A common criticism of prepackaged meals is that they contain too much sodium, which intimidates consumers who want to prevent sodium weight gain. Canned soups and frozen protein bowls are suddenly less appealing, while products proclaiming "reduced-sodium" attract health-conscious customers.
The majority of Americans are consuming more salt than recommended in the form of restaurant, prepackaged or processed foods. It's unclear if the link between salt and obesity is due to salt itself or to the overconsumption of commercially prepared food. But Americans remain concerned with salt's connection to water-weight gain and with whether reduced salt intake aids weight loss.
Video of the Day
High salt intake can cause temporary water-weight gain because salt is an electrolyte that encourages fluid retention.

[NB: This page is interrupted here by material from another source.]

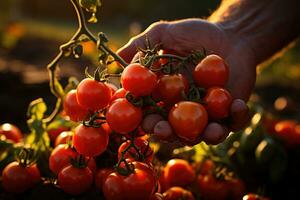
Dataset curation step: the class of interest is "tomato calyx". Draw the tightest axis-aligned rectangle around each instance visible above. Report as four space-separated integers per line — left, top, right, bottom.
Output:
70 154 90 169
16 147 37 168
82 111 106 128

Sodium weight gain is usually insignificant and temporary.
Daily Sodium Recommendations
Though salt and sodium are used interchangeably, they're not the same. Sodium is a mineral, and salt is one of the biggest dietary sources of that mineral. Sodium also functions as an electrolyte that helps regulate the body's fluid balance.
Dietary Guidelines for Americans recommends that adults consume up to 2,300 milligrams of sodium per day. The American Heart Association recommends even less sodium with an ideal intake of 1,500 milligrams per day. However, the current average intakes are 4,240 milligrams for men daily and 2,980 milligrams for women.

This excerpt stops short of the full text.